How CFOs Can Drive the Economic Value of Medical Practices

Hospital CFOs play an important role in driving the economic value of their organization's medical practices. In organizations that own their medical practices, CFOs can support productivity for ambulatory care and encourage ancillary and procedural revenue.

Support productivity in the ambulatory setting. The ambulatory medicine business is won or lost on the revenue side of the income statement. Revenue is a function of volume, which is a function of productivity. Enabling the practice to have adequate support staff so the physician does what only the physician can do is the essence of high productivity in the medical practice setting.

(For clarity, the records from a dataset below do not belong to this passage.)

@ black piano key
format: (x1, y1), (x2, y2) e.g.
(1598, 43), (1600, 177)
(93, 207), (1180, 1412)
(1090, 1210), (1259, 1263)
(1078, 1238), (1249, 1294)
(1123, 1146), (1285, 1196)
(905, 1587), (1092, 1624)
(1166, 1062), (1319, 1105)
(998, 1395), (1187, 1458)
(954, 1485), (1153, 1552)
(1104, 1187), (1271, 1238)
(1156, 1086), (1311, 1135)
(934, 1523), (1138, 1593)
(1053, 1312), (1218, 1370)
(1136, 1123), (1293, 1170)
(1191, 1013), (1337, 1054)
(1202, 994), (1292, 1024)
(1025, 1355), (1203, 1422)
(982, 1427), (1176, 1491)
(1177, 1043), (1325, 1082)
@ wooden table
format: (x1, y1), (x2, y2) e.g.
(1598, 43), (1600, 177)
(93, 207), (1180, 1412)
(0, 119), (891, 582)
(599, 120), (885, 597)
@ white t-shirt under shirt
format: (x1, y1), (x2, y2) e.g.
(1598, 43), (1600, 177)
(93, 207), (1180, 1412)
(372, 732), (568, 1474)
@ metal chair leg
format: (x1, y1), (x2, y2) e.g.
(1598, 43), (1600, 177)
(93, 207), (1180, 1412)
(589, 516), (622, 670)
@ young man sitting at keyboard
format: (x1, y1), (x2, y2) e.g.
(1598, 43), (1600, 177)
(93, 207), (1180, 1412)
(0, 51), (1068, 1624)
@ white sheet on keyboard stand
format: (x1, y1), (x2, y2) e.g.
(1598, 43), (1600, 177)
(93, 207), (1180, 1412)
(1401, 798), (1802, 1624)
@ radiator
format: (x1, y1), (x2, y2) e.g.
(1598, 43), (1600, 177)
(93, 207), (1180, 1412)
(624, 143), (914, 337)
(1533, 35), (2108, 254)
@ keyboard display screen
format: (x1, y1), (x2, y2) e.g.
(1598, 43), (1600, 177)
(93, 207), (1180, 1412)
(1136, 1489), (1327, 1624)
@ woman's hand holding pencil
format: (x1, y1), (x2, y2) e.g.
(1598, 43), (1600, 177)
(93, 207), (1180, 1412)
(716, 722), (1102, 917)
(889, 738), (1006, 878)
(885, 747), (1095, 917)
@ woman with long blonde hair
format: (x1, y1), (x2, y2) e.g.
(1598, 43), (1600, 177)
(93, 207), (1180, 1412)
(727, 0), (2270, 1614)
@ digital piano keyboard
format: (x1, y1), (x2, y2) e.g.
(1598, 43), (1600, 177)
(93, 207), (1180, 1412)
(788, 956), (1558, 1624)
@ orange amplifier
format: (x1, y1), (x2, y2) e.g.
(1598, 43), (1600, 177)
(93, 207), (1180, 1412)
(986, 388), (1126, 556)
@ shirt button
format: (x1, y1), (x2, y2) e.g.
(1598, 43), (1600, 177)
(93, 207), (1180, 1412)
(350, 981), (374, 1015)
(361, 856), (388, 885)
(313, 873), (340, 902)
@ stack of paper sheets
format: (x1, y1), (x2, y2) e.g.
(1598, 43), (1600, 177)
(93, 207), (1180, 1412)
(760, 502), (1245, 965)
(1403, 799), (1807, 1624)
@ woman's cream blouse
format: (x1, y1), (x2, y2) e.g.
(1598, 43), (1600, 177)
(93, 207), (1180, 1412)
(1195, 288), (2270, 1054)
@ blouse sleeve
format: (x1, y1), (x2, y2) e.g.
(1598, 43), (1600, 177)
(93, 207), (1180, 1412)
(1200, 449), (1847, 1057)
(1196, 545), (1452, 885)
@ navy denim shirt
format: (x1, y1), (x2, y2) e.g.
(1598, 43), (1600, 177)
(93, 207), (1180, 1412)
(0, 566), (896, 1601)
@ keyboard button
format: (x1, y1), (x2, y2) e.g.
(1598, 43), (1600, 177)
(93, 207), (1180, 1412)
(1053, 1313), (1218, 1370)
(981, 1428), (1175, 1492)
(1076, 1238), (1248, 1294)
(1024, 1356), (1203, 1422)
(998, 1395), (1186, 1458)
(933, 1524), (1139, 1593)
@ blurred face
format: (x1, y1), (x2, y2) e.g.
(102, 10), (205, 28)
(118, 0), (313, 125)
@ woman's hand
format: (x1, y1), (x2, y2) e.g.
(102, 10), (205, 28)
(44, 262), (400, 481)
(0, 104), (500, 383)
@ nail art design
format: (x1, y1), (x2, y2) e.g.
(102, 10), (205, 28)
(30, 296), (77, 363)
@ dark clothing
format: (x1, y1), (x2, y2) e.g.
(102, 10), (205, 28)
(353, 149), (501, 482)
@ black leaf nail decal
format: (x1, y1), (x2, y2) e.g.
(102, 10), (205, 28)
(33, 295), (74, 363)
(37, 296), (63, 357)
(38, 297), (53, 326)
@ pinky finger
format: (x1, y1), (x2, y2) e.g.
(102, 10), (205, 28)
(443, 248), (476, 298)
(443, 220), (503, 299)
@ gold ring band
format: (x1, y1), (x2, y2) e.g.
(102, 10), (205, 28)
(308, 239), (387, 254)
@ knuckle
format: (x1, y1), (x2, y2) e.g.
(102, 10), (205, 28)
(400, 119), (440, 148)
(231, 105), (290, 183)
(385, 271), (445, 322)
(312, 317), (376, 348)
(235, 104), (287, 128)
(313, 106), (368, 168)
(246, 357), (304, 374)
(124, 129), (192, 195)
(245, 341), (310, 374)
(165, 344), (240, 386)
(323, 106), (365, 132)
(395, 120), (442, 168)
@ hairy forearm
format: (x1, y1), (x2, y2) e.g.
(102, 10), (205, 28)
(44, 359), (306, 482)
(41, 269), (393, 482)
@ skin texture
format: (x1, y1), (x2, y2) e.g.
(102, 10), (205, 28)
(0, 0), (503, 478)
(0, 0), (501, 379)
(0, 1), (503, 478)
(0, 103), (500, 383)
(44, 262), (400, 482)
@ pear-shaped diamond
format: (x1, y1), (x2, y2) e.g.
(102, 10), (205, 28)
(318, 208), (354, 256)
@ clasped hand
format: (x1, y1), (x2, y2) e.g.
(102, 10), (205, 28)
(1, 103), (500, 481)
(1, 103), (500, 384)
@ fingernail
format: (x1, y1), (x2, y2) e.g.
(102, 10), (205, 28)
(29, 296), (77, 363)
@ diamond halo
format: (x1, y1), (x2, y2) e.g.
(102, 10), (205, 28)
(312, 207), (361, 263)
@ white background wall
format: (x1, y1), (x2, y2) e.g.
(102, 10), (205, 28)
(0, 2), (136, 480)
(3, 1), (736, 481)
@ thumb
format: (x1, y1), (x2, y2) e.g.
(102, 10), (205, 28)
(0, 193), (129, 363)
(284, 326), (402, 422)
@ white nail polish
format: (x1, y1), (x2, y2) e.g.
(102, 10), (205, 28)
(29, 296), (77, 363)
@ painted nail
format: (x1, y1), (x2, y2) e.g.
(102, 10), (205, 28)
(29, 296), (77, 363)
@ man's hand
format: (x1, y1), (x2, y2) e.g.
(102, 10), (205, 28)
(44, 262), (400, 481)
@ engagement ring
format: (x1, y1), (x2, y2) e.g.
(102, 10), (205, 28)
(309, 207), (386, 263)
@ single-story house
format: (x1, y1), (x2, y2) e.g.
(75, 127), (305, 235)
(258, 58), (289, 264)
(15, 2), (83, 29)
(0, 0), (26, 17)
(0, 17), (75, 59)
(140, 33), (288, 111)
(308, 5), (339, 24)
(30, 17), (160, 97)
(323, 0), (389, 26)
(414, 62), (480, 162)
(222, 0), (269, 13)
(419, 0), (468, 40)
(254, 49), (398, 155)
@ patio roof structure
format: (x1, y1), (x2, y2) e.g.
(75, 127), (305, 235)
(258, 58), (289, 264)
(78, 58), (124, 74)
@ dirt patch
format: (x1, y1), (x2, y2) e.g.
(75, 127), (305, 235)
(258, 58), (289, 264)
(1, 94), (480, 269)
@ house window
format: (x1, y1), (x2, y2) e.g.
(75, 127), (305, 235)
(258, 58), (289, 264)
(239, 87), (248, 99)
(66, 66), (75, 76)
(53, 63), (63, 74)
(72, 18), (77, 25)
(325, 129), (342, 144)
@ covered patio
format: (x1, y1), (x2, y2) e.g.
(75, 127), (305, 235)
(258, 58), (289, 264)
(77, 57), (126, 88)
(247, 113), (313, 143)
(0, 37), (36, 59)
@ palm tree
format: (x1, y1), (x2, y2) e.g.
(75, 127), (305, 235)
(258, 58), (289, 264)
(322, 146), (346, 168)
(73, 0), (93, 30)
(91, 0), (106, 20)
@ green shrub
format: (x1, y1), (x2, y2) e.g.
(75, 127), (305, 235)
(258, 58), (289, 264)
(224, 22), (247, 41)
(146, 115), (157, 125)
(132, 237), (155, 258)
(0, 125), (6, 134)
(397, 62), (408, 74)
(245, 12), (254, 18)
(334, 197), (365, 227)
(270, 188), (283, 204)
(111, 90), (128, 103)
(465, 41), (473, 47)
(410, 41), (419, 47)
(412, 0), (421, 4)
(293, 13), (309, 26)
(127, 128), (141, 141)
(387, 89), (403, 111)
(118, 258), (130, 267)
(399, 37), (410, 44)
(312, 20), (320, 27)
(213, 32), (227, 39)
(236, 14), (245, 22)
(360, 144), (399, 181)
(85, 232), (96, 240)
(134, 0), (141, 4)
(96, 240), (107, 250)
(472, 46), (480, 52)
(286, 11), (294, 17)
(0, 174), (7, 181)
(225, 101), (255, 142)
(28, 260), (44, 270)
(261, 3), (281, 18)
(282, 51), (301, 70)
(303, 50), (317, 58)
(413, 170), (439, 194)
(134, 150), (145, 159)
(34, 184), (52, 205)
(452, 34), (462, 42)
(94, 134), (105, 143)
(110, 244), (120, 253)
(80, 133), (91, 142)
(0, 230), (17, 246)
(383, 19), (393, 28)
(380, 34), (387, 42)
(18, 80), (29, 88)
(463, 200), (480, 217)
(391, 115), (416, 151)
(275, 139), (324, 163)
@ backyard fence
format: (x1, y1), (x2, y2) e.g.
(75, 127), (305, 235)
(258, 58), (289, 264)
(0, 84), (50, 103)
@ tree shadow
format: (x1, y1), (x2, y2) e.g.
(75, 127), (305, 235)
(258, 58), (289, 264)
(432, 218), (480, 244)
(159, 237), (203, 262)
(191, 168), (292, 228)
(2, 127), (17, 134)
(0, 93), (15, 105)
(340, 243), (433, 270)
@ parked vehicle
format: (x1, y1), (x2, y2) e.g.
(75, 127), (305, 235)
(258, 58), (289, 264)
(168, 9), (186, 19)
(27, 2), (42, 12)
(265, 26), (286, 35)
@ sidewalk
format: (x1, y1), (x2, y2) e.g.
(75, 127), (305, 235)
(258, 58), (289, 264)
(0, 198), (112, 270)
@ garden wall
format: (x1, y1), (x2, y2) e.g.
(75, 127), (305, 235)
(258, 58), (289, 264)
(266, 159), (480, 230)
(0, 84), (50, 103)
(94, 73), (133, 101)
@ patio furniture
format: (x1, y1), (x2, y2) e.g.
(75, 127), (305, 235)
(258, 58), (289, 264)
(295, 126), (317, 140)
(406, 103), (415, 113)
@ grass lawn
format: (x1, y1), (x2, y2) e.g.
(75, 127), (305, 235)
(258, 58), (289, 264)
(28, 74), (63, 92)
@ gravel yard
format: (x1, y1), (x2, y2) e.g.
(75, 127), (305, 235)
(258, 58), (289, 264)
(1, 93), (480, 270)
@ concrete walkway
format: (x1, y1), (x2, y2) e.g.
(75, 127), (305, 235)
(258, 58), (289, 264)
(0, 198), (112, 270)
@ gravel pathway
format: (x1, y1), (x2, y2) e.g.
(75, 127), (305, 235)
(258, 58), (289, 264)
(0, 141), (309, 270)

Encourage ancillary and procedural revenue. It is increasingly difficult to succeed in a medical practice based on cognitive services alone. Adding ancillary services and new procedures to the ambulatory setting can attract and retain market share (a convenient one-stop-shop for patients) and revenue for the practice. A financially viable practice does not require infusions of precious capital that should be used for strategic purposes. The economic value of this strategy must, of course, include an assessment of patient preference/convenience, physician preference and convenience, additional revenue per ambulatory visit, and the potential for higher payment in a hospital setting.

CFOs can take steps that help drive efficiency and promote integrated service lines for all affiliated practices.

Drive efficiency. Whether physicians are independent or employed, it takes time for them to provide their services. Maximizing efficiency in the hospital setting offers physicians the gift of time. Efficiency is, of course, affected by policy, procedures, technology (e.g., electronic medical record and equipment.), training, scheduling, management, and attitudes. Making the most of every physician visit to the hospital increases economic value for both parties and promotes a reputation as the preferred hospital.

Promote integrated service lines. Engaging physicians as partners in designing and implementing key services lines can have a significant positive impact on clinical quality, service quality, productivity, and financial viability, all of which yield sustainable economic value.

Ensuring strong relationships between the hospital and its affiliated physicians can benefit the hospital, the patients, and the community healthcare system.